An audacious part of me packs a punch that radiates throughout my body, it provides the strength that I need to continue to tear these photographs up into pieces. My psychologist’s bowing head meets my reflection, I take in the deep respect he is giving this moment as he looks down at the floor. I have to do to this…and I have to start to move on.
Fresh dreams float into my mind…the aspirations that I have thought of and that I ploughed into the fields of my mind and scattered around the carpet at times, from the ritual of laying my goals for the future ahead of me with every new term whilst studying. My psyche contemplates the vision of graduating with a post-graduate counselling degree, a masters, even a PhD. Becoming the writer, I have dreamed of since I was a child…I would be helping others, just like me; letting others know that they are not travelling on this journey alone. Dreams that will succour me to leave some kind of legacy on this earth. Aspirations that would somehow allow me to be a mother to the world, acts that hold much bravery that will stay on this earth to help others, for ever more.
The grief within me still needs to speak, the pieces before me still need time. They are roaring, screaming, and beckoning out to me. My hands have a mind of their own and I pick some of the pieces which contain the images, that part of me wants…I am desperately wanting to hold to the old dreams…the parts of me still wailing inside. Something magically washes over me and I am given a new lease of vigour. It gives me the consent to let them fall once more knowing I could no longer hold on to these dreams. My psychologist beckons me to leave the room, and acknowledgement that he will pick the pieces.
The crisp air meets my face as I walk out into the day, reluctantly, I find my fingers press the play button so I can play the song once again. The beat matches my gait, tuned in like a marching band, as I walk across a bridge. In that moment, a school of teenagers engulf me, they are the ages that my children could have been. My unborn children’s voices in heaven sing to me saying: “mum we will meet one day, it wasn’t meant to be in this lifetime; keep on walking mum, go live and make those dreams come alive”. My chest expels powerfully, as I take a breath in and keep walking knowing I cannot look back. My mind must not look backwards.

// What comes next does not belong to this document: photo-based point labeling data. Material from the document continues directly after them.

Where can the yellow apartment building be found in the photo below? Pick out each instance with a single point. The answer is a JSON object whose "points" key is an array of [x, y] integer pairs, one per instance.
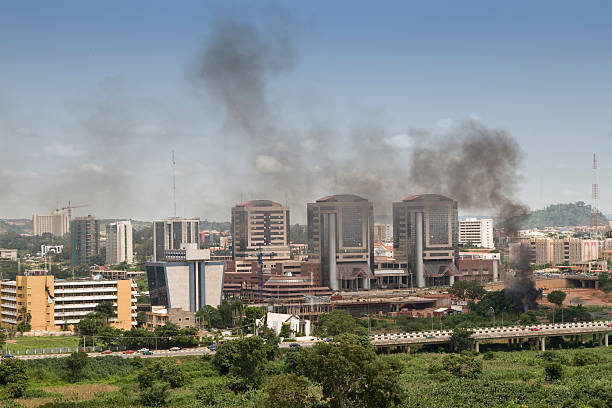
{"points": [[55, 305]]}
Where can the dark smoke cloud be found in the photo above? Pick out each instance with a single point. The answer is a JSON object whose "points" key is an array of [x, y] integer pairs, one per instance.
{"points": [[476, 165]]}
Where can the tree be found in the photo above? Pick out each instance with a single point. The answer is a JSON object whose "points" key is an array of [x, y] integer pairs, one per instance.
{"points": [[351, 375], [290, 391], [557, 297], [141, 319], [244, 359], [155, 396], [554, 371], [210, 316], [251, 314], [337, 322], [462, 365], [461, 340], [105, 309], [75, 363]]}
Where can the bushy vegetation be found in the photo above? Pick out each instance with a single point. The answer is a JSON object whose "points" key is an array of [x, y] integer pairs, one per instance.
{"points": [[562, 215]]}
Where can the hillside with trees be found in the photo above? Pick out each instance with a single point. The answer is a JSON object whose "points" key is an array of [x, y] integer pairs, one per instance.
{"points": [[562, 215]]}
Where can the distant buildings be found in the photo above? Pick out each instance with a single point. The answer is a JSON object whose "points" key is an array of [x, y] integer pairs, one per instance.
{"points": [[383, 233], [8, 254], [56, 223], [119, 243], [172, 233], [425, 236], [84, 239], [260, 227], [477, 232], [56, 305], [187, 279], [341, 238]]}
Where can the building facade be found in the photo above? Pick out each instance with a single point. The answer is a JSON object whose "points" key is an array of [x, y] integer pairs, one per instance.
{"points": [[84, 239], [56, 223], [383, 233], [55, 305], [260, 228], [478, 232], [341, 239], [172, 233], [119, 243], [187, 279], [425, 237]]}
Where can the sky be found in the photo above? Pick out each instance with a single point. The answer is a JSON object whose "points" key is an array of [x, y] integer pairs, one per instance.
{"points": [[292, 101]]}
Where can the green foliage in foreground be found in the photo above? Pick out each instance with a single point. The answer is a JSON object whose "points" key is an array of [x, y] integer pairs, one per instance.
{"points": [[299, 379]]}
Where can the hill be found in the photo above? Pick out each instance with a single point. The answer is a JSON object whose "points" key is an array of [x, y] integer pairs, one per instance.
{"points": [[562, 215]]}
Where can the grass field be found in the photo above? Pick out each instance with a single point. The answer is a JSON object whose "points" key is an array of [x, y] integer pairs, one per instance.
{"points": [[508, 379], [23, 343]]}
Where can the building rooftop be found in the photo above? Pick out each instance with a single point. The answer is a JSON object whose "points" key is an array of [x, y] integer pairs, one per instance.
{"points": [[341, 198], [259, 203]]}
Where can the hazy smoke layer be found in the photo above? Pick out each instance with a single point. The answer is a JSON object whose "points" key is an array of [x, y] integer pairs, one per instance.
{"points": [[471, 163], [474, 165], [521, 290]]}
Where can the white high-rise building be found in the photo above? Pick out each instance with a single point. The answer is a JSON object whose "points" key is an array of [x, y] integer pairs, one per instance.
{"points": [[479, 232], [119, 243], [173, 233], [56, 223]]}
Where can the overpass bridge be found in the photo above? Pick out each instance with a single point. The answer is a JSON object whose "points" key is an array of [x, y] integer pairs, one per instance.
{"points": [[513, 334]]}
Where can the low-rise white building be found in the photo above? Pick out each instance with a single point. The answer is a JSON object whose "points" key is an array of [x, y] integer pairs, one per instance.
{"points": [[275, 321]]}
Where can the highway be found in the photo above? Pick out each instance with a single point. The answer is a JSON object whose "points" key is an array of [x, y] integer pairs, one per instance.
{"points": [[512, 333]]}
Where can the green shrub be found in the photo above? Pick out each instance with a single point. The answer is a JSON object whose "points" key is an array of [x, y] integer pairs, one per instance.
{"points": [[463, 365], [554, 371], [582, 358], [155, 396], [489, 355]]}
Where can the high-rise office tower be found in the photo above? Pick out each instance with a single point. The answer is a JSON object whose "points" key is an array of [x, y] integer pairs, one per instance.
{"points": [[84, 239], [260, 227], [172, 233], [341, 238], [425, 236], [119, 243], [56, 223], [479, 232]]}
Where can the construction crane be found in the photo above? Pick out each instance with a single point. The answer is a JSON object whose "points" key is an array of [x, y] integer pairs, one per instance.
{"points": [[69, 207]]}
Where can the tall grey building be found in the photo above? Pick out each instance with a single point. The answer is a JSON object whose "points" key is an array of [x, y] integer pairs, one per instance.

Like the light that penetrates on to a tree’s leaves on a sunny day, this new beginning provides the nutrients to allow a person to thrive given the right nurturing. It gives me hope for how society might see myself and others who live with a variety of life’s challenges. Or that my voice might carry far and wide to change taboos and perceptions on certain subjects. Opening society’s blinkers to see my fellow women who are childless not by choice as well as other rare and minority groups finding themselves in…that they are still important, that we matter and that we are worthy.
I want others to see the mountains we have climbed to be still standing…I want to be seen and others to be seen more than just ‘barren women’, because every person in the world is fruitful. We are however just unique and that is okay.